Media outlets on both the right on the left seek to reinforce confirmation biases by selectively (and conveniently) narrating facts on the ground. As a result, the consumer is conditioned not only to sympathize with the outlet’s content, but also to continue endorsing it.
The left-wing media frequently portrays law enforcement as either racist or intolerant towards minorities and socioeconomically disadvantaged people, while the right-wing media fails to put race relations in context by omitting historically systematic injustices that underlie today’s class struggles. By failing to provide wider context for news stories, these polarizing mechanisms reinforce self-serving biases while sowing further divisiveness.
The two-party system, comprising Democrats (liberals) and Republicans (conservatives), has more recently experienced a widening gap in perceptions and attitudes among the public regarding political values. In fact, a Pew Research Center study released Dec. 17 found that partisanship — not age, race, ethnic background or any other demographic indicators — remains the leading factor in guiding the American public’s political attitudes.
As such, Democratic and Republican politicians have become bitter, detached rivals who rarely work together on domestic issues. And when they do cross party lines to collaborate on legislation, these “mavericks” are oftentimes ostracized from their respective parties and voted out of office. Donning ideological lenses stifles healthy political discourse and often presupposes politically correct solutions. These paradigms promote tunnel vision, political pandering and forfeiture of independent thought.
The idea of civic breakdown in America today is more realistic than it was four years ago. President Donald Trump has arguably stoked partisan and racial sectarianism to a fever pitch never before seen in American politics. Despite his documented bigotry, disregard for the rule of law and near daily false claims (often espousing conspiracy theories), he contends he is being unfairly undermined by the Washington establishment.
This fraudulent rhetoric, especially from the most powerful office in the country, is troubling not only because it has led to unlawful violence and vigilante behavior, but also because it undermines the democratic system we live under. Conversely, his “law and order” platform ignores the pleas of the African American community, which has disproportionately borne the brunt of excessive police force, including the extralegal killing and maiming of African American men. And when pressed on the alarming frequency and proof of documented police brutality, he resorts to insensitive platitudes and outright denials.

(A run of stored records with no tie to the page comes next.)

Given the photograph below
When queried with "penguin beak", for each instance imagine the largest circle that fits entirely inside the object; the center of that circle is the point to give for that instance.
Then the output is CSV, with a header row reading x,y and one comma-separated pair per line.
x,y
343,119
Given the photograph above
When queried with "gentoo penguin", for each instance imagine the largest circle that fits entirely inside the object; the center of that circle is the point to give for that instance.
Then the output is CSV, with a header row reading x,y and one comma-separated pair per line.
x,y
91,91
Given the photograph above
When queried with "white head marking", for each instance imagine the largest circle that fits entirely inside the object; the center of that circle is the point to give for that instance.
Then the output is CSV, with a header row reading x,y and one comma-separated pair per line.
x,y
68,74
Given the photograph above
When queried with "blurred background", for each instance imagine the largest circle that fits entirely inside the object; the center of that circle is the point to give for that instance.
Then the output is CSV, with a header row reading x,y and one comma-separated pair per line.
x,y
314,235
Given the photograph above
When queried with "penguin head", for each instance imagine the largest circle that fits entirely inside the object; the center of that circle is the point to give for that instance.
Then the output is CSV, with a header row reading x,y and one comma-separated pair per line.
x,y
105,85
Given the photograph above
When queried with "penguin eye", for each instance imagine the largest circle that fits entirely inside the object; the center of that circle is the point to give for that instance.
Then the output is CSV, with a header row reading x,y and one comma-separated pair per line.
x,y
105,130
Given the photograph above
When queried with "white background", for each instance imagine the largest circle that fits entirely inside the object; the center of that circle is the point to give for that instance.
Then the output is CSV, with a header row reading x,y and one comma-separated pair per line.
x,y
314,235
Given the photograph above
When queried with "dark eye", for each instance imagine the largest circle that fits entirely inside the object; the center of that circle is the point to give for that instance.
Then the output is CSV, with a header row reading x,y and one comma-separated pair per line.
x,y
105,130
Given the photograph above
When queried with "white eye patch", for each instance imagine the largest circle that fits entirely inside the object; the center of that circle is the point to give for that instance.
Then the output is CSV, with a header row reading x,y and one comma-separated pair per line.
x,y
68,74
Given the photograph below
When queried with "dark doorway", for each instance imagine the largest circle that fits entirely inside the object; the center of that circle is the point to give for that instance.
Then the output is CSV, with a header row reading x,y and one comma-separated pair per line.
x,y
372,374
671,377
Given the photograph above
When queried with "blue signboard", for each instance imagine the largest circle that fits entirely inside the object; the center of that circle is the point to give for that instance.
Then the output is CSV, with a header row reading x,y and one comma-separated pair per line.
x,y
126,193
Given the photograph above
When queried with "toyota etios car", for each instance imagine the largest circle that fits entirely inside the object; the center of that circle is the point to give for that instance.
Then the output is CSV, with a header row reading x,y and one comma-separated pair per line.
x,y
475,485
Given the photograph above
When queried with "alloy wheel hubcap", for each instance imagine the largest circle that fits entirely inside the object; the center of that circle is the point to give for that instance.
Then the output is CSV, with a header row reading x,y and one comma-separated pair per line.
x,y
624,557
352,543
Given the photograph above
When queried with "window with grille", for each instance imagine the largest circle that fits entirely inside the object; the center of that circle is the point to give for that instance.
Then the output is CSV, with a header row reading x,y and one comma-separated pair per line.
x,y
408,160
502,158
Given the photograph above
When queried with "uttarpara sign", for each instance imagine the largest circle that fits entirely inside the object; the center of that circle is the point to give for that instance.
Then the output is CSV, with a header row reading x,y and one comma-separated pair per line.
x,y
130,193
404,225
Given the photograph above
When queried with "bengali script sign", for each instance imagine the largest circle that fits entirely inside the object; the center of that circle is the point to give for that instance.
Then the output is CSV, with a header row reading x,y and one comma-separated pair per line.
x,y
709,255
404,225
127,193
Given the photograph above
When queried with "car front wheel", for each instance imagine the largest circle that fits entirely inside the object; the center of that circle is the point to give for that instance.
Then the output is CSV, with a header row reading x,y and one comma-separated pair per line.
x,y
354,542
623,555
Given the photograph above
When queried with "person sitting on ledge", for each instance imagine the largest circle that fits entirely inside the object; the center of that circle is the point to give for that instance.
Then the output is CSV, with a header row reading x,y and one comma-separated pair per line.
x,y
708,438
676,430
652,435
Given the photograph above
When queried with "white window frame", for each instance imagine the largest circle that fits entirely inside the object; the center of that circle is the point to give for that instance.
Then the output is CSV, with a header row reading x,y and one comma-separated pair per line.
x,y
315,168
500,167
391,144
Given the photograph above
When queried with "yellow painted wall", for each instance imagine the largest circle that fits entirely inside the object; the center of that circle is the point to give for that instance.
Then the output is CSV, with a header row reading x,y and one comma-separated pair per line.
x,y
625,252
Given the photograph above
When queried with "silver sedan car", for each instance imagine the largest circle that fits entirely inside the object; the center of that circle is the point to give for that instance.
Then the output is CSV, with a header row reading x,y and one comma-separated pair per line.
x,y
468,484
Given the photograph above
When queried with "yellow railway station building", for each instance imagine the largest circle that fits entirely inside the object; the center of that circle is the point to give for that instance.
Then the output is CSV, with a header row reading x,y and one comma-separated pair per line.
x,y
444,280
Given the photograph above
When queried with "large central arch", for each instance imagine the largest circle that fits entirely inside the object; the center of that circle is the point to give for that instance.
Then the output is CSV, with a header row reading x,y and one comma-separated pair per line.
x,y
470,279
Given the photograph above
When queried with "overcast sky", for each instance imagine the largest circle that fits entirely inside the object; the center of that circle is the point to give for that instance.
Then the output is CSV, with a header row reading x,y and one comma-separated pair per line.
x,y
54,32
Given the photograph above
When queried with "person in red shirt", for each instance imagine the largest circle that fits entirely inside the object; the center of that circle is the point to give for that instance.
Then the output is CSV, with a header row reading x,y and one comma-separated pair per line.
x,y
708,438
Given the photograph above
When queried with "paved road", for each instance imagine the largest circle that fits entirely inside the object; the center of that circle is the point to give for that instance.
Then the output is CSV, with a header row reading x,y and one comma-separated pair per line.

As the political divide grows, so too do entrenched attitudes. We are all programmed to some degree by our diverse backgrounds and unique perspectives, yet no amount of dissimilarity should bar two members of the Sapiens species from finding common ground and establishing a more equitable way forward for all.
Big-media messaging, overzealous partisanship, and Trump’s intolerance are all cancers we can do without. The real focus should be on working in unison to hold our leaders accountable, maintaining a healthy dose of skepticism and challenging exclusively oriented paradigms. In doing so, we can minimize political and tribal polarization, preserve and encourage cooperation across party lines, and make compromise and legislative progress achievable.
A lifelong Central Illinoisan, Andrew Leonard is a voracious consumer of current events and has published works covering foreign policy and international politics.